Mischkonsum - Konsumberichte und Expertenkommentare

Konsumbeschreibungen zu der Konsumkombinationen:
Cannabis - Kokain - Alkohol

Hinweis: Die hier dargestellten authentischen Konsumentenberichte dienen der Aufklärung über die Risiken des Mischkonsums. Sie stellen keine Anleitung oder Aufforderung zum Konsum illegaler Drogen dar. (Allgemeine Nutzungsbedingungen)


Erfahrungsberichte

Beschreibung des Mischkonsums von:

Alter: 23 Jahre,
Konsumort: privater Rahmen

Alkohol und Dope kann man zu so ziemlich allem konsumieren, warum also nicht? Ich wollte ja nur ein bisschen matschig in der Birne werden. Da liegt auch schon die positive Erfahrung.

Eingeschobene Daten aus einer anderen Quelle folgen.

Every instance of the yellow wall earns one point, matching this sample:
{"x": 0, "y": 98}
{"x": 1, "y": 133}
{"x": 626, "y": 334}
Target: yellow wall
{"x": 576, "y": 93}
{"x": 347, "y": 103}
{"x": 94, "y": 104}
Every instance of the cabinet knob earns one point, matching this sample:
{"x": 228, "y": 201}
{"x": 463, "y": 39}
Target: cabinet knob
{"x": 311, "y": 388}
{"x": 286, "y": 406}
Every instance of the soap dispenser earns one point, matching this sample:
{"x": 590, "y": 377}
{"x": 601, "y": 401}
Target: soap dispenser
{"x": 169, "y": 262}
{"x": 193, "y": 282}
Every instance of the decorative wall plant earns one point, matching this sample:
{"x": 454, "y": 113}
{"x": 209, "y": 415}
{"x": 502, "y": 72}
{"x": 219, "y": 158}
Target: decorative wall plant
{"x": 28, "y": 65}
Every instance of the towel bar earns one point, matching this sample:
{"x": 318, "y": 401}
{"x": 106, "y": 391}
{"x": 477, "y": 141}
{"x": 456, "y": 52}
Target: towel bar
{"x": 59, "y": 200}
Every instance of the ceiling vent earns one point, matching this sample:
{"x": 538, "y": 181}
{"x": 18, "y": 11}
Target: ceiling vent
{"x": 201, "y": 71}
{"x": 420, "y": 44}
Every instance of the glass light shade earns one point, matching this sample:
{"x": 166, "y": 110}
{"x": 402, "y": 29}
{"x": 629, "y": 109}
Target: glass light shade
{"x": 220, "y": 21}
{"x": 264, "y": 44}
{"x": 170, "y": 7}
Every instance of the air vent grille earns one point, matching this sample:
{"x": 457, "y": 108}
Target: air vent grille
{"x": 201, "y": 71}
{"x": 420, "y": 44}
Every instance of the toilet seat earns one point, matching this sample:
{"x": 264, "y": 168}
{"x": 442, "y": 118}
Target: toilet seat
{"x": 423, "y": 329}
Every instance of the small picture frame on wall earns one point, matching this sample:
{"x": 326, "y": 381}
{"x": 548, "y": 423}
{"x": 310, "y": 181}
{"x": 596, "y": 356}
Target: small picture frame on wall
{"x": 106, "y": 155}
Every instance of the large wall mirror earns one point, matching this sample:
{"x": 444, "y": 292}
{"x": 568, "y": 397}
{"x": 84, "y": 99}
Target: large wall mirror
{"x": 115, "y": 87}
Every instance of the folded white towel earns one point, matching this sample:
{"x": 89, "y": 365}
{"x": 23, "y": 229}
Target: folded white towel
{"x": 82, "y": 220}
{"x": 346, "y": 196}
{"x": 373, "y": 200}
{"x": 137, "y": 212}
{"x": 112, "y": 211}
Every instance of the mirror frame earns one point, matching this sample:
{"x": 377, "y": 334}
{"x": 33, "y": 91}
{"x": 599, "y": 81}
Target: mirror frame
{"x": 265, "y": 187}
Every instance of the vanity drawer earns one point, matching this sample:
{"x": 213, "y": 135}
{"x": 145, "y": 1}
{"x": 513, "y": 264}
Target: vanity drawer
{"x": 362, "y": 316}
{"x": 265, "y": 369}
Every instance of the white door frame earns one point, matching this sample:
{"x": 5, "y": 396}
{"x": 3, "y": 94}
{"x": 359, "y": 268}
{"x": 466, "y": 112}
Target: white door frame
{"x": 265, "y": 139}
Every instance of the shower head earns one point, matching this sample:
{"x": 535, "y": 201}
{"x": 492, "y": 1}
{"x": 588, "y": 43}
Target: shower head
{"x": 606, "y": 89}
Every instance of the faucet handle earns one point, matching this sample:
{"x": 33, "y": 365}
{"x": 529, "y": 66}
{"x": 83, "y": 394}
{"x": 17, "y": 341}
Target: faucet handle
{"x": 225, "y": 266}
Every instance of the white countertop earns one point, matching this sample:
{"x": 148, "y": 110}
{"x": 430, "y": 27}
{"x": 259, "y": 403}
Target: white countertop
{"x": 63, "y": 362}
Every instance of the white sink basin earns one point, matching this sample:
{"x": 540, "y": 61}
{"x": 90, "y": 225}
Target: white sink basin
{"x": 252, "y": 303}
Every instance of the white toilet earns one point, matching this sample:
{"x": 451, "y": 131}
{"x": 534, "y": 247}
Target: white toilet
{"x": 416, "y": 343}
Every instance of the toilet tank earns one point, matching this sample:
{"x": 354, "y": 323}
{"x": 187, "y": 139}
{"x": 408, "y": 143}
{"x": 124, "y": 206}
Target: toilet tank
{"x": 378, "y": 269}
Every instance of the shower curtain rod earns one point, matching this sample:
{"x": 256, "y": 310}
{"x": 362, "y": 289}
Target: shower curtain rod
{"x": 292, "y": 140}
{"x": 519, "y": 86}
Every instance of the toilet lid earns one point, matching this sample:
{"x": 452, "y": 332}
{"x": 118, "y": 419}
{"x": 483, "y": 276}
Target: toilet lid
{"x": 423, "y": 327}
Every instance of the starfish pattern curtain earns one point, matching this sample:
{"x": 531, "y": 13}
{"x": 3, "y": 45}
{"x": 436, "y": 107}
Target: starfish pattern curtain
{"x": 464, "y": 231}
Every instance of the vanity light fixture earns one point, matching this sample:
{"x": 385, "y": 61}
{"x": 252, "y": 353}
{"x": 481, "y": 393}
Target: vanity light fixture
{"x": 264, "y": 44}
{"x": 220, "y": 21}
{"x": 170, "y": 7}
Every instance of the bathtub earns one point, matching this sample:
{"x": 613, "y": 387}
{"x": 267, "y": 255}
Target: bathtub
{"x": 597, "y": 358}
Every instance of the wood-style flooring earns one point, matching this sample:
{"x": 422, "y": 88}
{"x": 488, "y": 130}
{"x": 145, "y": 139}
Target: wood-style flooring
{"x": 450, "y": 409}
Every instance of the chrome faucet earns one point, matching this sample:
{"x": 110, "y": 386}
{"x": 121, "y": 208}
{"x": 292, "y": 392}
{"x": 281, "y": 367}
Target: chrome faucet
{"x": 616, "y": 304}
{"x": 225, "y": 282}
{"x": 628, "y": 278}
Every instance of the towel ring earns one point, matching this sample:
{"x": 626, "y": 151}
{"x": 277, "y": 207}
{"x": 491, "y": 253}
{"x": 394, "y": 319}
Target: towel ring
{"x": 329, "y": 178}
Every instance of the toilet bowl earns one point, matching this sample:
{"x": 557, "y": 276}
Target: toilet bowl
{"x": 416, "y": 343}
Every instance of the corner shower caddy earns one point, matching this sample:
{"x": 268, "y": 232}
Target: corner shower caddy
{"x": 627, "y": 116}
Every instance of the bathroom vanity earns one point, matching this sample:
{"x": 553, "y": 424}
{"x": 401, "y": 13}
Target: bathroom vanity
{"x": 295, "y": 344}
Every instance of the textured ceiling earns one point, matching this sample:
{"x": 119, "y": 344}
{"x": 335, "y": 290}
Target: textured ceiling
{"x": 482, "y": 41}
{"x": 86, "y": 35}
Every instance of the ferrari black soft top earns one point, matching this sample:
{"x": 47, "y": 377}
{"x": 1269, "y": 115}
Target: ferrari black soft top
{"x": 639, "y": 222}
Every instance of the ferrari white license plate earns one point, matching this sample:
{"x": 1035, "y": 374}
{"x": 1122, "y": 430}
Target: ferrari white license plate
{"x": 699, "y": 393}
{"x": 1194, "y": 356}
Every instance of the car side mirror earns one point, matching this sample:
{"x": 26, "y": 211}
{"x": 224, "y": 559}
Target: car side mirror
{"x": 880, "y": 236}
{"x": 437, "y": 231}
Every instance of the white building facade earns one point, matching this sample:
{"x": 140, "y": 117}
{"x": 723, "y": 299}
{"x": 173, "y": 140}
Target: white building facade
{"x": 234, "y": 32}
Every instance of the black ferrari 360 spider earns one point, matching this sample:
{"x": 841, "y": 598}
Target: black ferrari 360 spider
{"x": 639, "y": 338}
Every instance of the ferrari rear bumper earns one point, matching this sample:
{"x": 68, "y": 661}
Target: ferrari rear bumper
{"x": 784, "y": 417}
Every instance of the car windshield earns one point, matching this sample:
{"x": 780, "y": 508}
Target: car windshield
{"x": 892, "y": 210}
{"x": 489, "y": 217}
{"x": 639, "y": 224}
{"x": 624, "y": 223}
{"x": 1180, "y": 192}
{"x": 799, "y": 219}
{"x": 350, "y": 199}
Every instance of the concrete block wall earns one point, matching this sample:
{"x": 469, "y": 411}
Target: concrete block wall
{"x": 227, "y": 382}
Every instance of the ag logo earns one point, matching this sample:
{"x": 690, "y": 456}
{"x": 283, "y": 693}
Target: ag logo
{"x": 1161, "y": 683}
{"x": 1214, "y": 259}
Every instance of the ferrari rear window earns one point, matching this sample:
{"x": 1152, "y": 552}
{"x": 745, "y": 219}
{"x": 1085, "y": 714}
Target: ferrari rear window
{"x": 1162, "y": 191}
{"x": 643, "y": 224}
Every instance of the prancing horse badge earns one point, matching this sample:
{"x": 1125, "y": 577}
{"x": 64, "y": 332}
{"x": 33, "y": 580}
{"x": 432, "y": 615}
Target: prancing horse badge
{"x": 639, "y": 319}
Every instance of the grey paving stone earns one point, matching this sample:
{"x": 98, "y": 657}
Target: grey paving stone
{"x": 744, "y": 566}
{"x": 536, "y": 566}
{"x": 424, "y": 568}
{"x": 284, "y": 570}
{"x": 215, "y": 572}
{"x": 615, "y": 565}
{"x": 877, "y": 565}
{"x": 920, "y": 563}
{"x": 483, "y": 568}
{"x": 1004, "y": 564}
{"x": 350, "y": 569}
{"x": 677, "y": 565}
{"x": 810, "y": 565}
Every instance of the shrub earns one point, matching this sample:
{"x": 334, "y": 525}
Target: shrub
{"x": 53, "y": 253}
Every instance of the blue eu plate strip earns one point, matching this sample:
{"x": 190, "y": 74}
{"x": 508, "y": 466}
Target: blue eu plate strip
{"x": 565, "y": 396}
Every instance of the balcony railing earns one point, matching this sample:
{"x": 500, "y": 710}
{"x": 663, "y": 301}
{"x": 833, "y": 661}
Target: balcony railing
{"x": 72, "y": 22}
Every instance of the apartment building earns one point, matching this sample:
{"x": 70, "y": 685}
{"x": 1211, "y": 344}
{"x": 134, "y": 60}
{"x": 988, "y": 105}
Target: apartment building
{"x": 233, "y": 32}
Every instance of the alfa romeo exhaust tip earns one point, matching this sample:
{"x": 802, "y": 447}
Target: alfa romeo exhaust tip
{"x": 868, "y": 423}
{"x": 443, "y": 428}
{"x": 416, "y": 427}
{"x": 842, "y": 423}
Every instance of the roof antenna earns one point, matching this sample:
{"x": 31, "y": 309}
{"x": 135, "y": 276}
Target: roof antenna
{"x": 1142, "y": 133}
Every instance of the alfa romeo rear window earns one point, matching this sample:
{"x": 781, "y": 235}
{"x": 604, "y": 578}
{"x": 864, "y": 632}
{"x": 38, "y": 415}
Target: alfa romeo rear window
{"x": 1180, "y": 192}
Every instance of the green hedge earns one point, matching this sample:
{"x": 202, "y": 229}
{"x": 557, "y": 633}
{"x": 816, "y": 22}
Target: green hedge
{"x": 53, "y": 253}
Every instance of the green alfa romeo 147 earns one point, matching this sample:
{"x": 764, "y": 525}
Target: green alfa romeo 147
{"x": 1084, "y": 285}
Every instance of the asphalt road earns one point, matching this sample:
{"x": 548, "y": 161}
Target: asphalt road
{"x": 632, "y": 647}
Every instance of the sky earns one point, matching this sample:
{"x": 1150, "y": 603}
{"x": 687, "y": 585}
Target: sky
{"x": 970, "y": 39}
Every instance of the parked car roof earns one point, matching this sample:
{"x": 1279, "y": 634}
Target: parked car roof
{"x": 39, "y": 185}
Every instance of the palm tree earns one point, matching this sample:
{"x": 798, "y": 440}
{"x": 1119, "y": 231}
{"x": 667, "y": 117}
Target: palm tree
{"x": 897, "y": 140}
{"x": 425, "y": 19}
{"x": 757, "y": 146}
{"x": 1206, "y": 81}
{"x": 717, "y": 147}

Es hat Spaß gemacht, breit zu sein.

Negative Erfahrungen:

Ich mag die betäubende Wirkung von Koks nicht wirklich, besonders nicht in meinem Hals.


Expertenkommentare zu diesem Fall

Kommentar von Prof. Dr. med. Euphrosyne Gouzoulis-Mayfrank

Bei Alkohol und Drogen wie Kokain und Cannabis überschätzt man sich, störende aber auch „sinnvolle“ Hemmungen lassen nach, und man nimmt Warnsignale des Körpers nicht richtig wahr. So kommt es auch leicht dazu, dass man zu viel von allem konsumiert. Sie haben offenbar bisher Glück gehabt, aber gerade beim Mischkonsum gibt es immer wieder mal Kreislaufprobleme und ernsthafte Zwischenfälle, besonders wenn noch körperliche Aktivität, wie z. B. langes Tanzen, hinzukommt.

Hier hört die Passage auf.